The Department of Natural Resources (DNR) says it has a $10 million fund balance in its Fish and Game Fund — a marked turnaround from the $4 million shortfall at least one lawmaker last week said would have to be covered by one-time revenues from the Michigan Business Tax (MBT).
"This is not news," DNR spokeswoman Mary DETTLOFF said. "It was announced at the (National Resources Commission) meeting on Oct. 11."
Still, it was news last week to Rep. Mike LAHTI (D-Hancock), chairman of the Natural Resources Subcommittee. He said it would have been helpful to know earlier in this year's budgeting process.
"Still, it's good news," he said. "When they were budgeting, I think they were surprised themselves."
A hearing on DNR funding is slated for Tuesday. Lahti said he'd propose the $4 million for Fish and Game come out of its fund balance, instead of raising fees or using MBT money. He hopes to move it out of committee Tuesday.

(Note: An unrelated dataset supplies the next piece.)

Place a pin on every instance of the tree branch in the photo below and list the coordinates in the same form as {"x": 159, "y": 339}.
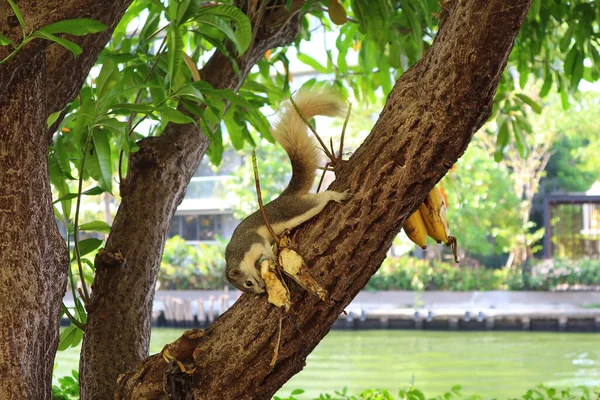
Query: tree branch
{"x": 426, "y": 125}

As for the announcement Friday by Rep. Joel SHELTROWN (D-West Branch) that he'd brokered a deal with Gov. Jennifer GRANHOLM's administration to use the MBT money, Lahti said, "I don't know where he got that from."
Sheltrown could not be reached for comment Monday.
Dettloff stressed that the DNR is not running a surplus, since Fish and Game is budgeted to run a $10 million fund balance "to make sure in case there's a major dam failure, we have money in reserve."
She said it's "like having a minimum balance in your checking account, although that's somewhat simplistic."
DNR accounts for the higher-than-expected fund balance due to higher returns on its investments by the Department of Treasury, an increase of 25,000 hunters over the last two years and cuts made to the department as directed by Granholm's executive order.
"We took it much more seriously than any other department, according to the administration," Dettloff said.
DNR is down from 1,600 employees in 2005 to 1,400 today, with dozens of positions open.
Although Dettloff acknowledged lawmakers could use $4 million of the fund balance this year, she stressed the importance of keeping "healthy fund balances."
Still, that seems like a hard sell to legislators, confused over shifting budget numbers. Besides, they haven't been sympathetic to DNR's calls to hike fees from the start.
"There probably wasn't very much taste for raising fees this year," Lahti acknowledges.
But Dettloff said the Fish and Game Fund would be running a deficit by Fiscal Year (FY) 2009, so the Legislature still must address long-term funding needs.
That goes for the DNR in general, hampered by a large number of restricted funds, she said. Fee increases should be an option.
Sen. Michelle McMANUS (R-Lake Leelanau), chair of the Senate subcommittee, has always opposed fee increases for hunting and fishing licenses. She could not be reached for comment Monday.
Lahti left the door open for a future fee increase.
"The department has been through a lot this year," he said.